In 1970, former Governor George Wallace held a campaign event for re-election at the mall that was estimated to be attended by 10,000 people, one of the biggest turnouts during his last gubernatorial race.

In the late 1970s and 1980s, the mall saw decline. In November 1983, an 18 year old female was raped after being kidnapped near the mall by masked abductors. All three original anchors closed by 1989, making it a dead mall or deserted mall.
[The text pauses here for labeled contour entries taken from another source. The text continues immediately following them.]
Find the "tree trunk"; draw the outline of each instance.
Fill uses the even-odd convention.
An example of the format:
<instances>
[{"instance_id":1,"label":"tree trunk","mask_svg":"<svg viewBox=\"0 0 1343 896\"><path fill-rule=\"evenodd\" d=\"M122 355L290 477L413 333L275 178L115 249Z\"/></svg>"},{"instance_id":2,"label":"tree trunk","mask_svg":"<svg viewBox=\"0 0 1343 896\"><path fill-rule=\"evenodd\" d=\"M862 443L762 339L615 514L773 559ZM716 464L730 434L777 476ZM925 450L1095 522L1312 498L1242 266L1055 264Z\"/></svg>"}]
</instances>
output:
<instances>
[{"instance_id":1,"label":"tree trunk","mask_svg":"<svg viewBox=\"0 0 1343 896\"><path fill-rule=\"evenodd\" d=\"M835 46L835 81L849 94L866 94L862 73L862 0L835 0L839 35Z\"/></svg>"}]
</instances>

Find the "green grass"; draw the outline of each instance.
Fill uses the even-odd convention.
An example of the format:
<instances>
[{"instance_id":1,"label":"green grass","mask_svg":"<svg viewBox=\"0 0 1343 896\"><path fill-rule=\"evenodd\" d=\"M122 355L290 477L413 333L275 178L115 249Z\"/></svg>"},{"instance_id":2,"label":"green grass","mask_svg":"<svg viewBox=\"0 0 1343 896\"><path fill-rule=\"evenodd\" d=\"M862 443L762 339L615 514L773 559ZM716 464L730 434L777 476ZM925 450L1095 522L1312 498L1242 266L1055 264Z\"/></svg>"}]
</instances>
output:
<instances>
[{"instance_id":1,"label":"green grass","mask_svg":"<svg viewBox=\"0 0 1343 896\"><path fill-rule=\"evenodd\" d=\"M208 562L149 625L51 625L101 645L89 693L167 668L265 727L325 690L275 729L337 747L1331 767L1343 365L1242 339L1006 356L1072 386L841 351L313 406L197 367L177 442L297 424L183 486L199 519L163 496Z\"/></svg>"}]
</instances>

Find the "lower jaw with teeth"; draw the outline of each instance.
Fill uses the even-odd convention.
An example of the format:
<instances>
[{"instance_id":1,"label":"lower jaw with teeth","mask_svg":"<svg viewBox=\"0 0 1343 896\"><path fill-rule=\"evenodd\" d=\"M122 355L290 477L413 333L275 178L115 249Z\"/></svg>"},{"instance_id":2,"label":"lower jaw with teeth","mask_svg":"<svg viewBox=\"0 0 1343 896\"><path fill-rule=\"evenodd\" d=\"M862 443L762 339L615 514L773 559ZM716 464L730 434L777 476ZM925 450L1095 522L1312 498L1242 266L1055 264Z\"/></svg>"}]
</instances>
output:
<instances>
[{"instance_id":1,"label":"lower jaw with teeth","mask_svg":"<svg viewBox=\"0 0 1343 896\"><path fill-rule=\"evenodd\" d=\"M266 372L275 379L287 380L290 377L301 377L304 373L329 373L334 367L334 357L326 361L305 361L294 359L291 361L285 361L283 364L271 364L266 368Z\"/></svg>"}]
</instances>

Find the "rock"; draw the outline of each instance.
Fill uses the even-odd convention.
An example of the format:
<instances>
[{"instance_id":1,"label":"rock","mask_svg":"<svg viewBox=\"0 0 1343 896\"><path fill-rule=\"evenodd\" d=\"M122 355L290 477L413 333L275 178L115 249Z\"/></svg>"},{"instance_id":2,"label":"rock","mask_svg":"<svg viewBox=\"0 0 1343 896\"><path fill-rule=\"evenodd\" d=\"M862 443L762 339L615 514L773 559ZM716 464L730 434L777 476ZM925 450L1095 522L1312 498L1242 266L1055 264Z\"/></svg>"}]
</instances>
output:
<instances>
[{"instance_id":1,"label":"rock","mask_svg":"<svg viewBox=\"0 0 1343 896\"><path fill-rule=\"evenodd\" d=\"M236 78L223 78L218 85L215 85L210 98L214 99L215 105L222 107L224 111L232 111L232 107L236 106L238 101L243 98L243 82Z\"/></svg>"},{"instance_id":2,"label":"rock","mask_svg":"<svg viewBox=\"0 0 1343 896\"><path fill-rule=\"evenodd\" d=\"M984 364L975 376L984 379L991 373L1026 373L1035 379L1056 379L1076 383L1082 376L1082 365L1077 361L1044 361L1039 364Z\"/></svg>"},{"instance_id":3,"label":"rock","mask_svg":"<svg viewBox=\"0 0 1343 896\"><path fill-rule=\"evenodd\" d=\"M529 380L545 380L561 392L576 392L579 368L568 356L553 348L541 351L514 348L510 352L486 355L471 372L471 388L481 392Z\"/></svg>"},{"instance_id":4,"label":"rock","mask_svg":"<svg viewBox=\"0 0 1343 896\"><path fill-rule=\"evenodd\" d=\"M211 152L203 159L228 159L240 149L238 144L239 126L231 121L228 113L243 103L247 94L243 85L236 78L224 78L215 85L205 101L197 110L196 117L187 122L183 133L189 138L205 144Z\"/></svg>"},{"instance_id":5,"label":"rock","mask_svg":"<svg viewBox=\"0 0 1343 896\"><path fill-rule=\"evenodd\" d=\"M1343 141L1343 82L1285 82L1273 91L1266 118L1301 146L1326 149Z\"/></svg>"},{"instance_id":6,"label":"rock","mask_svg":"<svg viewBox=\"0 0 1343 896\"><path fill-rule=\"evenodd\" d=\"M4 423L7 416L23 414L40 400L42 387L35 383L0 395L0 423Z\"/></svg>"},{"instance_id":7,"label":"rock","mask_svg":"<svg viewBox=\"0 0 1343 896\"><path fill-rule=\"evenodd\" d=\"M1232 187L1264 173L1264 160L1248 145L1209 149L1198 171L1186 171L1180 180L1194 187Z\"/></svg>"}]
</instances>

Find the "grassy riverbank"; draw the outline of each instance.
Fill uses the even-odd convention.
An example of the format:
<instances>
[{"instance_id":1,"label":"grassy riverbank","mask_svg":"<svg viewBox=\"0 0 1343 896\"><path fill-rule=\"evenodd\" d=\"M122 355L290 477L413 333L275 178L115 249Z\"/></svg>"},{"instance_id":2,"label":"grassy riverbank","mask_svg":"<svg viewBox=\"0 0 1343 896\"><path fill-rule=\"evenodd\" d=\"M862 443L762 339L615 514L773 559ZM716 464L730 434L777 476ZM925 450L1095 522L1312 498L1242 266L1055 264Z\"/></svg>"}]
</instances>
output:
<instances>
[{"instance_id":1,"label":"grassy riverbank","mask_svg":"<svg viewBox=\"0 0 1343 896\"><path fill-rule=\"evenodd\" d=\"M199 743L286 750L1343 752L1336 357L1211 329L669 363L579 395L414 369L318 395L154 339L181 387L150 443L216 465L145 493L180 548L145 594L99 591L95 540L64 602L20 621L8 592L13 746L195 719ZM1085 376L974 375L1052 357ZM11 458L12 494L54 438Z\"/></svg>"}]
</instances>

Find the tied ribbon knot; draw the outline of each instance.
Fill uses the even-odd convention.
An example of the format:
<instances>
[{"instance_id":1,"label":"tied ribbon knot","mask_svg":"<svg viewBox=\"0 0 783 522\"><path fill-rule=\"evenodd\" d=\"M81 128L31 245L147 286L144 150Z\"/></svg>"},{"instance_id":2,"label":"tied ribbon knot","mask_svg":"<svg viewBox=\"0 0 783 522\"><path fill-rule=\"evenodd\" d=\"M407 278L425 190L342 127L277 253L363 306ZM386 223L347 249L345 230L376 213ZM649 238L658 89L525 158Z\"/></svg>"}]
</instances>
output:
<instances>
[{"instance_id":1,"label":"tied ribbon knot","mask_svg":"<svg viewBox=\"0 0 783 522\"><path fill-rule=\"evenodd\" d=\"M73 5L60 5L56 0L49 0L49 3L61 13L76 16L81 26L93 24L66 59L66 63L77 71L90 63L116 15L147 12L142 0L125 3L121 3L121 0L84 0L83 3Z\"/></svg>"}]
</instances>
Continuing urban sprawl southwestward toward the Tuscaloosa County line and increased crime and poverty in the city of Bessemer all contributed to the mall's demise.

During the mid 1980s, there was an effort to turn the mall into a  factory outlet center, though many regular stores were still open.

In 1994, Bruno's Supermarkets opened a flagship store in the former Sears anchor location. It was the company's largest store. The mall continued to operate with a small assortment of stores, including a Goody's Family Clothing store in the former Loveman's anchor location.

The Goody's store relocated elsewhere in the late 2000s, and Bruno's filed bankruptcy in 2009, closing its store at the mall.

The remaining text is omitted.